2327 – Terraner entdecken das Zweite Imperium der Blues.

2328 – Sieg über die Blues und Friedensvertrag zwischen den galaktischen Imperien.

2400 – Entdeckung der Transmitterstraße nach Andromeda und Kampf gegen die Maahks. Perry Rhodan hört erstmals von den geheimnisvollen Herren Andromedas, den Meistern der Insel (MdI).

2401 – Die Invasion der Milchstraße durch die Maahks wird mit Hilfe der Parasprinter abgewehrt.

2402 – Terranischer Vorstoß in den Andromeda vorgelagerten Betanebel. Neutralisierung der Kontrollstation Modul, der letzten Bastion der MdI in Andro-Beta.

2404

Prolog

Seit jenem Tag im Jahr 2400, an dem Icho Tolots vage Hinweise zur Entdeckung des galaktischen Sonnentransmitters aus sechs blauen Riesensternen führten, ist vieles geschehen. Von ungeheuren Gewalten ins Nichts zwischen den Galaxien geschleudert, mussten Perry Rhodan und seine Begleiter mit der CREST II in den Fallensystemen der Unbekannten um ihr Leben kämpfen, die von ihren Hilfsvölkern geheimnisvoll »Meister der Insel« (MdI) genannt werden.

Genaueres weiß selbst Grek-1, der nach einem gescheiterten Invasionsversuch der Milchstraße zu den Terranern übergelaufene Geheimdienstchef der Maahks, nicht über die Beherrscher Andromedas auszusagen. Die Maahks, wasserstoffatmende Intelligenzen und vor 10.000 Jahren von den Arkoniden aus der Milchstraße vertrieben, leben als unfreiwilliges Hilfsvolk der Meister der Insel im Zwergnebel Andro-Alpha.

Greks Hinweisen ist es zu verdanken, dass die Terraner im Jahr 2402 in einem weiteren intergalaktischen Transmittersystem Fuß gefasst haben. Von dort aus dringt Perry Rhodan in den zweiten Andromeda vorgelagerten Zwergnebel Andro-Beta ein, um mehr über die Pläne des Gegners zu erfahren. Die Terraner erleben phantastische Abenteuer mit den planetengroßen Mobys, nach deren Aktivierung durch Hyperimpulse in der Sterneninsel das Chaos ausbricht und fast alle Welten der Twonoser vernichtet werden, die als Wächtervolk der MdI fungieren.

Es gelingt, den Hypersender zum Schweigen zu bringen. Die Moby-Gefahr ist gebannt, Perry Rhodan macht den Planeten Gleam zum terranischen Stützpunkt in Andro-Beta.

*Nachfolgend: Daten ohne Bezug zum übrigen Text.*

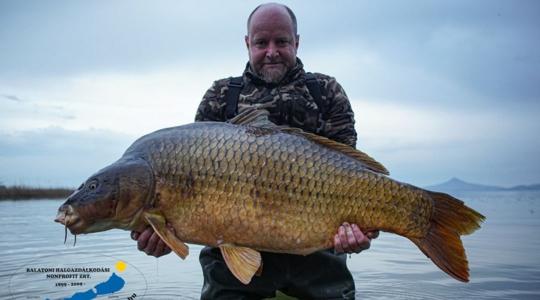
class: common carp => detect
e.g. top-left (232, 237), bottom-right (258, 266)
top-left (55, 109), bottom-right (484, 284)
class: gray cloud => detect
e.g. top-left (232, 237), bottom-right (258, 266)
top-left (0, 128), bottom-right (134, 186)
top-left (2, 94), bottom-right (23, 102)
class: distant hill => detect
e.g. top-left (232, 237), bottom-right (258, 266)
top-left (426, 177), bottom-right (540, 192)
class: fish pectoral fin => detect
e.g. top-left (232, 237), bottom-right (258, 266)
top-left (144, 212), bottom-right (189, 259)
top-left (219, 244), bottom-right (262, 284)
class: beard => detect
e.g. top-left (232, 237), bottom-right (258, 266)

Mit der Vernichtung des Andro-Beta-Sonnentransmitters durch die Meister der Insel ist den Beherrschern Andromedas der direkte Zugriff auf die Zwerggalaxis abgeschnitten.

Im Jahr 2404 erfolgt mit dem neuen Flaggschiff CREST III der terranische Vorstoß nach Andromeda, wo inzwischen heftige Auseinandersetzungen zwischen den rebellierenden Maahks und den Hilfsvölkern der MdI im Gange sind. Als wichtigen Verbündeten gewinnt Perry Rhodan den Kosmischen Ingenieur Kalak, einen der letzten aus dem uralten und von den Meistern der Insel fast völlig ausgerotteten Volk der Paddler.

Ein Schock erwartet die Terraner, als sie den »Sektorenwächtern« begegnen: Die Tefroder als bisher wichtigstes Hilfsvolk der MdI sind auch in ihrer Kultur so absolut menschenähnlich, dass Rhodan nicht an einen Zufall glauben kann. Der zweite Schock ist die Erkenntnis, dass viele tefrodische Raumschiffsbesatzungen aus Duplos bestehen, die bei einem Versagen durch Hypersignale getötet werden können.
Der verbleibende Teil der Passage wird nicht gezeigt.